Using JsonAny.Parse() and Person.Parse()
You don't have to manage JsonDocument lifetime manually. JsonAny.Parse() clones the relevant segment and disposes the underlying document:
Person michaelOldroyd = JsonAny.Parse(jsonText);
Or use the type-specific Parse() method directly:
var michaelOldroyd = Person.Parse(jsonText);
Type conversions
All types in Corvus.Json implement IJsonValue. Every generated type has implicit conversions to and from JsonAny, which enables zero-ceremony interop:
// Any IJsonValue → JsonAny → Any other IJsonValue
JsonFoo myFoo = ...;
JsonBar myBar = myFoo.As<JsonBar>();
The code generator examines each schema and emits appropriate conversions.

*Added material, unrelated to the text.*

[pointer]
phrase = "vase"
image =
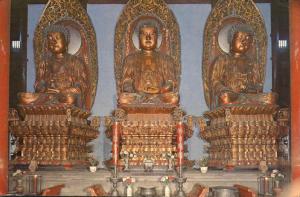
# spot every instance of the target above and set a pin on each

For example, PersonNameElement (a string schema) converts implicitly to string, and JsonDate converts implicitly to NodaTime.LocalDate.

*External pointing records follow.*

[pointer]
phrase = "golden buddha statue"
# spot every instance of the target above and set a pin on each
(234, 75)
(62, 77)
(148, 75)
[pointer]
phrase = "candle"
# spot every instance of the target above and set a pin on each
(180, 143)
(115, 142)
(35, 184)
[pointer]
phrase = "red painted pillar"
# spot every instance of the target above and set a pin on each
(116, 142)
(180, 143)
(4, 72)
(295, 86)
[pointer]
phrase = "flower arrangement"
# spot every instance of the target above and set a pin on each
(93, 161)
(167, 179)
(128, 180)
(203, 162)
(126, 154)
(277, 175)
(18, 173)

Converting between types doesn't guarantee validity — always validate if correctness matters.
Serialization
All JSON types support WriteTo(Utf8JsonWriter) for efficient output:
Utf8JsonWriter writer = ...;
michaelOldroyd.WriteTo(writer);
For quick inspection, use the Serialize() extension method:
string serialized = michaelOldroyd.Serialize();
Console.WriteLine(serialized);
// {"name":{"familyName":"Oldroyd","givenName":"Michael","otherNames":["Francis","James"]},"dateOfBirth":"1944-07-14"}
Prefer
WriteTo()in production — it writes UTF-8 bytes directly to the output without string allocation.Serialize()is convenient for debugging but allocates a string.
Validation
JSON Schema uses a duck-typing model — it describes the shape of data rather than enforcing a rigid type system. When you construct a C# type from JSON data, it will be safe to use only if the data is valid according to the schema.
The code generator emits a Validate() method on each type. For simple pass/fail checks, use the IsValid() extension:
bool isValid = michaelOldroyd.IsValid();
Console.WriteLine($"michaelOldroyd {(isValid ? "is" : "is not")} valid.");
// Output: michaelOldroyd is valid.
Invalid data
Even when data is invalid, you can still access the parts that are present:
string invalidJsonText =
"""
{
"name": {
"givenName": "Michael",
"otherNames": ["Francis", "James"]
},
"dateOfBirth": "1944-07-14"
}
""";
Person invalidPerson = JsonAny.Parse(invalidJsonText);
Console.WriteLine($"Is valid: {invalidPerson.IsValid()}");
// Output: Is valid: False
// The missing familyName makes it invalid, but we can still read what's there
string givenName = (string)invalidPerson.Name.GivenName;
Console.WriteLine(givenName);
// Output: Michael
This forgiving approach is useful for diagnostics and self-healing scenarios. If you need to fail fast, validate first and throw an exception.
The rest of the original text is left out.